LITERATURE: Lolita – Morality & Character

This book is not comfortable reading and I’m trying to decide whether it’s the topic or if it’s the skill with which it involves the reader into this topic.

The idea of a forty-plus year-old man lusting after a twelve year-old does not as deeply disturb me for its own sake for several reasons.  First, as yet there is no action in the desire.  That I must take into consideration that the bias is a cultural taboo, and one that has changed through the centuries.  Physiologically, most young girls are able to bear children with the beginning of the menses, normally around age eleven.  Where environment and conditions warranted, girls were married at age twelve and that was acceptable.  Also, we must remember, that it was often to very much older men–seldom if ever to a boy their own age.  Even in modern day America there are girls of eleven and twelve who willingly engage in sexual activity.

Sex itself is an enigma in that it is both described as wrong and right depending only upon conditions that according to some standards need exist to sway its meaning one way or the other.

But Nabokov’s Humbert is deeply disturbing for other reasons.  Primarily, because he is the first person narrator of his story, and his attitude is more upsetting then his desires themselves.  His plan is to drug both Lolita and her mother (before this poor woman is unfortunately killed in a car accident) to make them not only compliant, but rather oblivious to his physical satisfying of his needs and wants.  And, he speaks not of penetration but more of fondling, and in some way that’s yuckier because it’s more weird somehow.

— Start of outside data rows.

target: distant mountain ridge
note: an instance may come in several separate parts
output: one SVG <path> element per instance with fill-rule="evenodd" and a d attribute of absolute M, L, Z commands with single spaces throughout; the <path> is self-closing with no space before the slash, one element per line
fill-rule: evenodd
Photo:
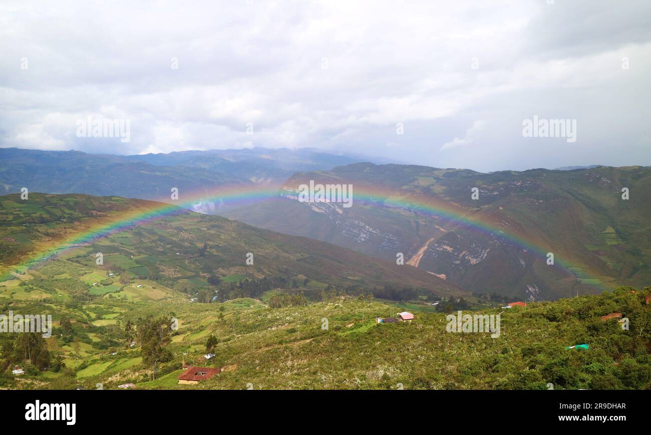
<path fill-rule="evenodd" d="M 290 197 L 309 180 L 352 184 L 353 206 Z M 622 199 L 624 188 L 634 192 L 630 199 Z M 378 189 L 372 201 L 355 195 Z M 651 167 L 486 174 L 353 163 L 296 174 L 281 191 L 225 216 L 387 260 L 402 253 L 406 261 L 477 292 L 550 300 L 651 279 Z M 428 212 L 419 204 L 435 206 Z M 549 252 L 553 268 L 546 264 Z"/>
<path fill-rule="evenodd" d="M 170 189 L 279 187 L 296 172 L 355 161 L 314 148 L 184 151 L 138 156 L 0 148 L 0 193 L 85 193 L 169 201 Z"/>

Another thing that disturbs me quite a bit is Humbert’s seemingly overblown obsession with Lolita.  It reminds me of Sarrasine’s torturous passion for La Zambinella, as well as many other doomed heroes and heroines of early Romantic literature.  It revulses the reader who sees it as pathetic and weak.  Nabokov’s use of language is brilliant, and his technique of weaving in colors of humor and pathos and adventure in such a planning of pacing make it good reading, but the relationship between Humbert and the reader is almost too intimately fastened.  Perhaps that is where the level of comfort feels rubbed raw.